10% of mortgaged homes are underwater

New study reveals which states are struggling most

10% of mortgaged homes are underwater

More than 5.5 million US homes are underwater, representing 10.5% of all homes with a mortgage.

ATTOM Data Solutions says that while many of the hottest housing markets have seen the share of underwater homes drop, there are some markets that are still struggling to recover from the financial crisis.

Meanwhile, 24.5% of all US homes with a mortgage are now equity rich, with loans secured on them less than 50% of their estimated market value. The analysis says 13.6 million homes are in this position.

"The share of seriously underwater properties has dropped well below 10% in bellwether housing markets such as California, Washington, Texas, Colorado and New York, but the underwater rate remains stubbornly high in markets where price appreciation has not been as strong during the housing recovery of the last six years," said Daren Blomquist, senior vice president with ATTOM Data Solutions.

The lack of uniformity of recovery across the nation means that, although there are now more than twice as many equity rich homes than those that are seriously underwater, the gap between the two is widening.

Which states have the highest share of underwater homes?
States with the highest share of seriously underwater properties were Louisiana (21.7%); Illinois (18.5%); Missouri (17.8%); Mississippi (16.8%); and Ohio (16.2%).

The metros analyzed with the highest share of seriously underwater properties were Baton Rouge, Louisiana (21.0%); Toledo, Ohio (20.0%); Scranton, Pennsylvania (19.6%); Youngstown, Ohio (19.3%); and New Orleans, Louisiana (18.9%).

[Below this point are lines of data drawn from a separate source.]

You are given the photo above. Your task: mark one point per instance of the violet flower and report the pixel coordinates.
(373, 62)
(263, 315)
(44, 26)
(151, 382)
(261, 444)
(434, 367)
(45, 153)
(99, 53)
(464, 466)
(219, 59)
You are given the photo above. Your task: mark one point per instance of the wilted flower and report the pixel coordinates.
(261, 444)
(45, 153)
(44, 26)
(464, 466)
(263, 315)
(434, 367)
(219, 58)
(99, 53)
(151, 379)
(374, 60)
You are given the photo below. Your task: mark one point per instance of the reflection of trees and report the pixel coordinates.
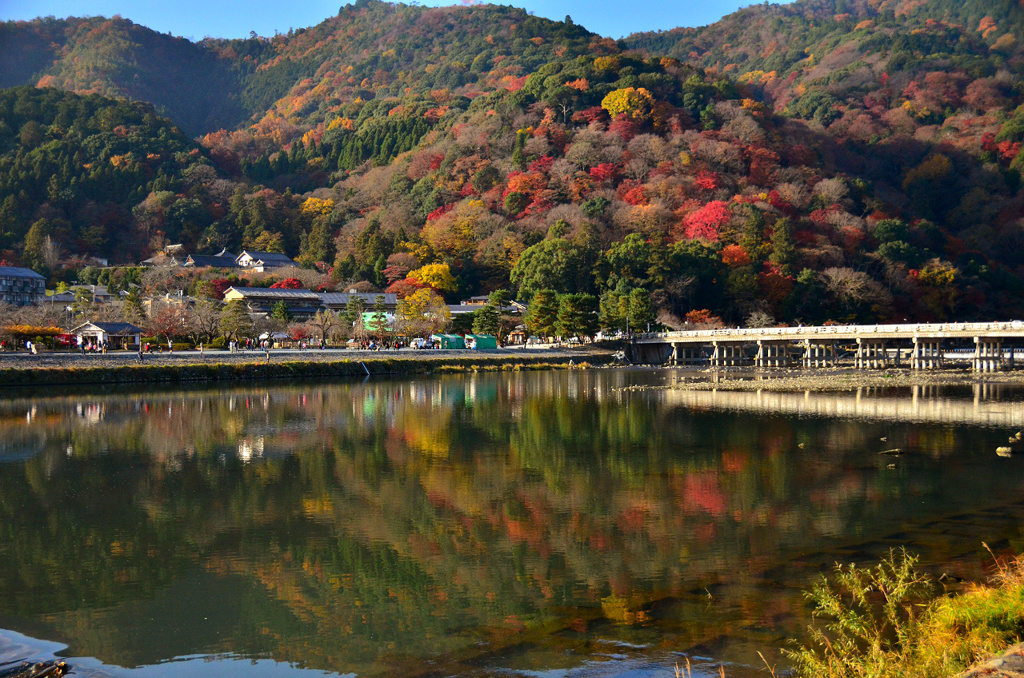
(418, 518)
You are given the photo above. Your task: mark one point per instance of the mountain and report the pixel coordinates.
(855, 160)
(369, 49)
(198, 86)
(820, 58)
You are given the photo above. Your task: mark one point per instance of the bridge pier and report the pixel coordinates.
(818, 354)
(927, 354)
(727, 354)
(871, 354)
(772, 354)
(987, 354)
(686, 353)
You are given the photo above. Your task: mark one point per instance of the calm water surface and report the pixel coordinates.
(530, 523)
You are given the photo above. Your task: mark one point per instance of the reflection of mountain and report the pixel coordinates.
(371, 527)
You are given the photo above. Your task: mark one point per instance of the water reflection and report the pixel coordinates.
(472, 523)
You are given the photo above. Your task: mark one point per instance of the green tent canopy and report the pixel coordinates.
(449, 341)
(483, 341)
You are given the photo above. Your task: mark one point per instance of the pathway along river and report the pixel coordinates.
(518, 523)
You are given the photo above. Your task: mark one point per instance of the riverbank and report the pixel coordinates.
(824, 380)
(891, 620)
(73, 369)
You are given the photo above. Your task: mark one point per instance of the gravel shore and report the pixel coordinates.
(25, 361)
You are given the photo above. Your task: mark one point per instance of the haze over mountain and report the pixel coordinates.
(824, 160)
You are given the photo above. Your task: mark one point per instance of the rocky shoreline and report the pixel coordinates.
(25, 371)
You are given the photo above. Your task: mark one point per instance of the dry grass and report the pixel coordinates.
(891, 622)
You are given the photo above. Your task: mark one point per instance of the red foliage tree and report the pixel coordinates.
(735, 255)
(708, 221)
(604, 172)
(707, 180)
(404, 287)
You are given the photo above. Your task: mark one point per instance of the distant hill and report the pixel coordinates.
(369, 49)
(812, 58)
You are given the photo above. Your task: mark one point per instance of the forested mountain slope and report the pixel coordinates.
(824, 160)
(368, 49)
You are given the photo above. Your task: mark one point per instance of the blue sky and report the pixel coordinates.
(235, 18)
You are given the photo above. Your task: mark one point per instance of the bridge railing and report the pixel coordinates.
(824, 331)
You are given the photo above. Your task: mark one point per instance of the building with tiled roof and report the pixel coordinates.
(22, 287)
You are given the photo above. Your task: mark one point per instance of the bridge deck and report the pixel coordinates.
(1011, 330)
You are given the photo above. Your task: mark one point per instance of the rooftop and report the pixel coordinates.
(15, 271)
(268, 293)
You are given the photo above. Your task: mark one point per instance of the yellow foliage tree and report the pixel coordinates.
(424, 311)
(437, 276)
(317, 207)
(634, 102)
(454, 235)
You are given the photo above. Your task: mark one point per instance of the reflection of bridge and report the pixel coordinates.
(924, 405)
(919, 346)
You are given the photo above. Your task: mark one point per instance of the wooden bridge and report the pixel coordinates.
(926, 405)
(987, 346)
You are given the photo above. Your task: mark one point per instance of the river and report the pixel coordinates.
(538, 523)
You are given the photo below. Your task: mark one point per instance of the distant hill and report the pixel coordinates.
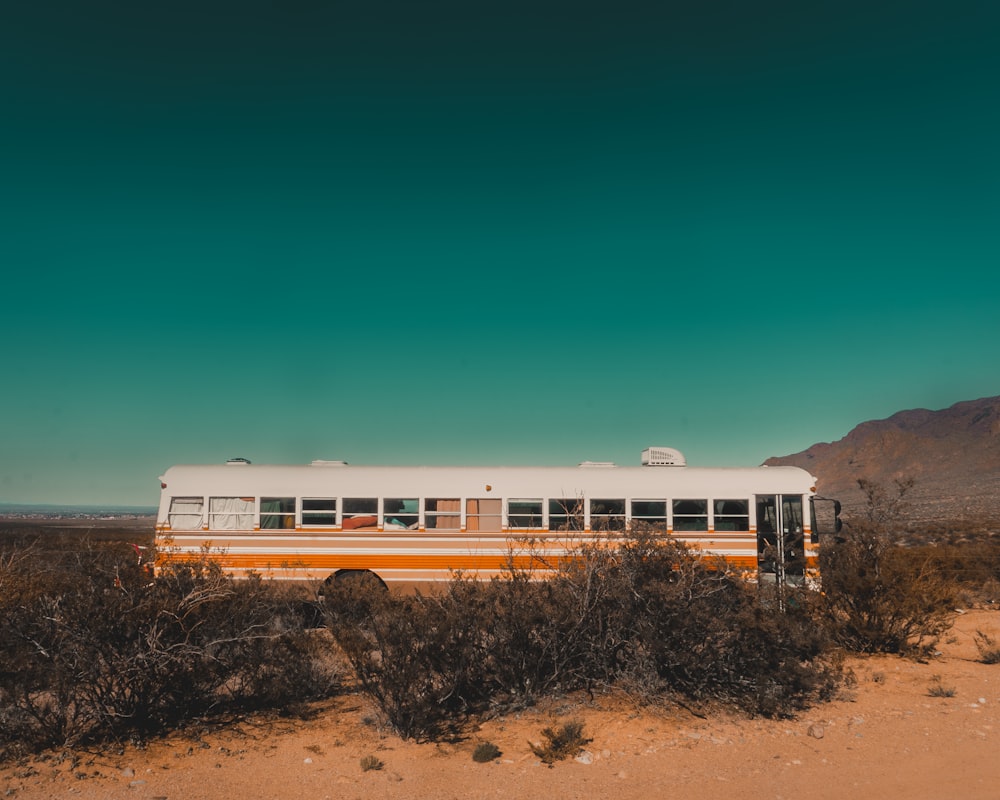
(953, 455)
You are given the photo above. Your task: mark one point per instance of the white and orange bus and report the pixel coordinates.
(419, 525)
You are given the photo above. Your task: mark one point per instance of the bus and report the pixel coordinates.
(414, 526)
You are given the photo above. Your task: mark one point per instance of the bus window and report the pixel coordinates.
(482, 515)
(360, 512)
(186, 513)
(401, 513)
(524, 513)
(230, 513)
(566, 514)
(319, 511)
(732, 515)
(443, 514)
(690, 515)
(650, 512)
(607, 515)
(277, 512)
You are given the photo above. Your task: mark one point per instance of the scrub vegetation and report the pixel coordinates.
(93, 649)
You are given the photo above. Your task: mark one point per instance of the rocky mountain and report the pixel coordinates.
(952, 455)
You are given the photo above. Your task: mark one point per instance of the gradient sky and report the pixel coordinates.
(485, 232)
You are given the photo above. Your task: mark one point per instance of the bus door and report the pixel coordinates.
(780, 539)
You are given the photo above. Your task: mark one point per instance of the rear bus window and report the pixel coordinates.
(732, 515)
(318, 511)
(443, 514)
(401, 512)
(277, 513)
(650, 512)
(607, 515)
(690, 515)
(230, 513)
(360, 512)
(566, 514)
(524, 513)
(186, 513)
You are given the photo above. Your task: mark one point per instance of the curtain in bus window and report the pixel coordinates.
(230, 513)
(483, 515)
(447, 516)
(186, 513)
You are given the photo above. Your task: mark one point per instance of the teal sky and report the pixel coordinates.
(485, 232)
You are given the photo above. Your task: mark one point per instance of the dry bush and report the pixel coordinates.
(94, 649)
(881, 597)
(989, 650)
(646, 615)
(560, 743)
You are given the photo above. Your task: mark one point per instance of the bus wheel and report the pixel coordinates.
(352, 591)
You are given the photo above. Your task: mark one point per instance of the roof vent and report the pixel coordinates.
(663, 457)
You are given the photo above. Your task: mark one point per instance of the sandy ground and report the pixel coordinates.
(886, 736)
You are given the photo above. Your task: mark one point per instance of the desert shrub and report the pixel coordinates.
(939, 688)
(989, 650)
(94, 648)
(646, 615)
(411, 654)
(564, 741)
(370, 763)
(884, 598)
(486, 752)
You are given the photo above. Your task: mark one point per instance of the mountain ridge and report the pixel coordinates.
(952, 455)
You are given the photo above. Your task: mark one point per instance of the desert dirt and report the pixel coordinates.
(886, 735)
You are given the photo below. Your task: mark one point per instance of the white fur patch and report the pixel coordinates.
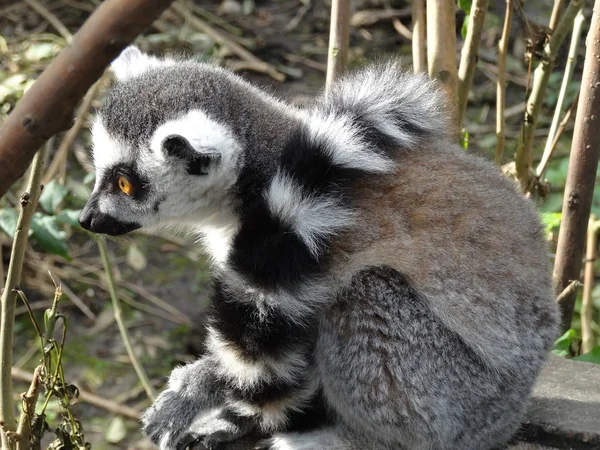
(297, 306)
(201, 132)
(347, 148)
(217, 241)
(106, 149)
(208, 422)
(312, 218)
(273, 416)
(395, 102)
(247, 374)
(132, 62)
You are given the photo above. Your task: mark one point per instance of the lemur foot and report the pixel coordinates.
(214, 429)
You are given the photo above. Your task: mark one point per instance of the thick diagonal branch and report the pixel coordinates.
(47, 107)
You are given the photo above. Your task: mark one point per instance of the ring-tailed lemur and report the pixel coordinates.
(374, 284)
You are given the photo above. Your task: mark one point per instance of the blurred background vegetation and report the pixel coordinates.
(163, 282)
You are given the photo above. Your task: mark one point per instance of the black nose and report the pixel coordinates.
(98, 222)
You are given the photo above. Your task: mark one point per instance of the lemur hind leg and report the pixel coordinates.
(319, 439)
(395, 374)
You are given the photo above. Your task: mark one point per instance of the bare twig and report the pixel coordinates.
(581, 176)
(87, 397)
(51, 18)
(118, 317)
(402, 29)
(47, 107)
(339, 40)
(60, 157)
(368, 17)
(587, 333)
(543, 165)
(571, 289)
(501, 82)
(556, 10)
(468, 58)
(29, 201)
(292, 24)
(569, 69)
(216, 20)
(441, 49)
(523, 160)
(252, 61)
(29, 400)
(418, 44)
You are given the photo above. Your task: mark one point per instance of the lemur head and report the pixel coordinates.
(168, 144)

Which states have the highest share of equity rich homes?
States with the highest share of equity rich properties were California (43.5%); Hawaii (38.3%); Washington (34.5%); New York (33.2%); and Oregon (32.8%).

The metros with the highest share of equity rich properties were San Jose, California (71.9%); San Francisco, California (60.8%); Los Angeles, California (47.9%); Seattle, Washington (41.1%); and San Diego, California (40.0%).